【500文字 ショートストーリー】 万年床の子供時代
ランドセルをソファーの上に投げ、和室の引き戸を開けた。もう夕方近くというのにカーテンは閉めたままだった。
陽の当たらない布団の中に母がいた。僕の家は万年床だった。精神病を患っていた母は、今日も寝ていた。
髪はボサボサで、いつも同じ寝間着を着ていた。「ごめんね。寝てばかりで。」母から悲しそうに謝られるのが子供心に切なかった。
テストで悪い点を取ったこと、先生に叱られたこと、友達にからかわれたこと、
母に慰めて欲しいことはたくさんあったけど、僕の話は胸の奥にしまった。家に帰るとますます惨めな気がした。
「たくさん寝れば良くなるよ」僕は無理して明るく振る舞った。
本当は、「ああ、どうしてうちの母さんは寝てばかりいるんだ。」本当は愚痴をうんとこぼしたかった。
中学2年の初夏、母の病気は治った。「ただいま」と家に帰ると、和室のカーテンが勢いよく開かれ、風に揺れていた。午後の太陽の光が畳の上に伸びていた。この部屋で畳を見るのいつ以来だろう。僕はこの上なく幸せに感じた。
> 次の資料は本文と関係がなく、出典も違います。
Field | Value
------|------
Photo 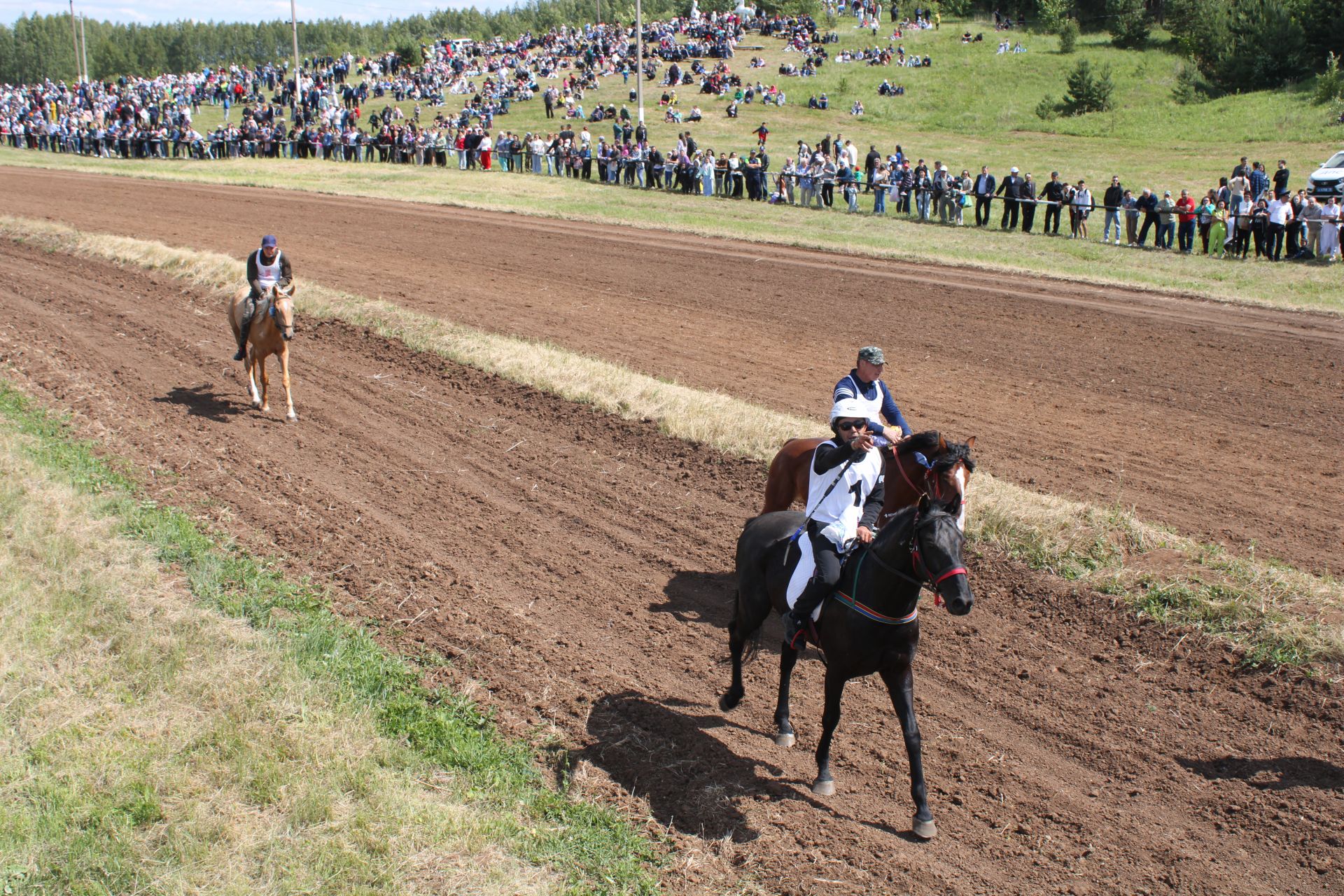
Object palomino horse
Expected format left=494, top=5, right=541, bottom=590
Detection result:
left=761, top=431, right=976, bottom=531
left=719, top=494, right=974, bottom=839
left=228, top=282, right=298, bottom=423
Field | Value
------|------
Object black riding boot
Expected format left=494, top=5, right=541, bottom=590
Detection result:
left=783, top=575, right=833, bottom=648
left=234, top=300, right=257, bottom=361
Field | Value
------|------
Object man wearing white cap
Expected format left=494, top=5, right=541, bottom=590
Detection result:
left=234, top=234, right=294, bottom=361
left=783, top=398, right=884, bottom=646
left=831, top=345, right=910, bottom=447
left=997, top=165, right=1023, bottom=230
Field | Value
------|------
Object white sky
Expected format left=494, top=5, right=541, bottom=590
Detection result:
left=0, top=0, right=516, bottom=24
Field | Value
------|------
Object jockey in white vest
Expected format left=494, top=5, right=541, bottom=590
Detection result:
left=234, top=235, right=293, bottom=361
left=831, top=345, right=910, bottom=447
left=785, top=398, right=883, bottom=645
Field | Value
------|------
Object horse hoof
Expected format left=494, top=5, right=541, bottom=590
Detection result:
left=911, top=817, right=938, bottom=839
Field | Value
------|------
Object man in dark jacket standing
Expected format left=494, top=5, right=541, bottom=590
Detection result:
left=1100, top=174, right=1125, bottom=246
left=999, top=165, right=1021, bottom=230
left=974, top=165, right=995, bottom=227
left=1040, top=171, right=1065, bottom=237
left=1020, top=174, right=1036, bottom=234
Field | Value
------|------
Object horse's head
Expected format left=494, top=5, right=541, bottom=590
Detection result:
left=929, top=435, right=976, bottom=532
left=887, top=430, right=976, bottom=531
left=270, top=284, right=294, bottom=342
left=910, top=494, right=976, bottom=617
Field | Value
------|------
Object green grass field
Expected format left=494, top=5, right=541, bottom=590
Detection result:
left=0, top=377, right=662, bottom=896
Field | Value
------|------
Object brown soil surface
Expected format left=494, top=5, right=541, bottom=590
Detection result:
left=0, top=241, right=1344, bottom=896
left=0, top=168, right=1344, bottom=575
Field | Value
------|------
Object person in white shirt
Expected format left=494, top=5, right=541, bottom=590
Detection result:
left=1265, top=196, right=1293, bottom=262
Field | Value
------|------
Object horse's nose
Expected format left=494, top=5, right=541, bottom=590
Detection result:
left=938, top=575, right=976, bottom=617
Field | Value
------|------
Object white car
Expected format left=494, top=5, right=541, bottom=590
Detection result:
left=1306, top=152, right=1344, bottom=202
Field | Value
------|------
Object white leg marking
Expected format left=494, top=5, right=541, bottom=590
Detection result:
left=954, top=466, right=966, bottom=532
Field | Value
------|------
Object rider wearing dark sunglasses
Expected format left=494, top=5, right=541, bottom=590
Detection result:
left=783, top=398, right=884, bottom=646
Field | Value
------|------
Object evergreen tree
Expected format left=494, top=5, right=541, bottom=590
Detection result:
left=1065, top=59, right=1116, bottom=115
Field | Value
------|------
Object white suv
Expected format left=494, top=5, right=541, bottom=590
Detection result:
left=1306, top=152, right=1344, bottom=202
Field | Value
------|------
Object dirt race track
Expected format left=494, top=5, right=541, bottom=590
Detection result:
left=0, top=233, right=1344, bottom=896
left=0, top=168, right=1344, bottom=575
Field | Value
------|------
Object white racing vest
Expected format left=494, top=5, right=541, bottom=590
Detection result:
left=834, top=373, right=882, bottom=427
left=808, top=442, right=882, bottom=548
left=257, top=248, right=279, bottom=290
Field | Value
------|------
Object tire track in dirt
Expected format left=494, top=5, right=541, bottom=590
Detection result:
left=0, top=241, right=1344, bottom=895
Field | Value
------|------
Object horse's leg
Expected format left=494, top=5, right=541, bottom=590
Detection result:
left=719, top=582, right=770, bottom=712
left=812, top=668, right=847, bottom=797
left=882, top=662, right=938, bottom=839
left=279, top=345, right=298, bottom=423
left=774, top=643, right=798, bottom=747
left=247, top=345, right=260, bottom=408
left=257, top=354, right=270, bottom=411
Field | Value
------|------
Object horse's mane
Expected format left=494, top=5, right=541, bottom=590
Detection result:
left=897, top=430, right=976, bottom=473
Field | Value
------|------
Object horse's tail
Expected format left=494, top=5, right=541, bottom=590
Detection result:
left=761, top=440, right=797, bottom=513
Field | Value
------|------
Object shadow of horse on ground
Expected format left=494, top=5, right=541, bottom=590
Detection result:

パン、パン、パン。ベランダから、母が布団を叩く音が聞こえてきた。元気そうに働く母を見て、僕はただ嬉しかった。
「あんたには苦労かけたわね。本当にありがとう。」
僕はなんと答えればいいのかわからなかった。照れたのを隠しながら押入れの中に布団をしまうのを手伝った。
5月の風は、ゆっくりと部屋の中を吹き抜けていった。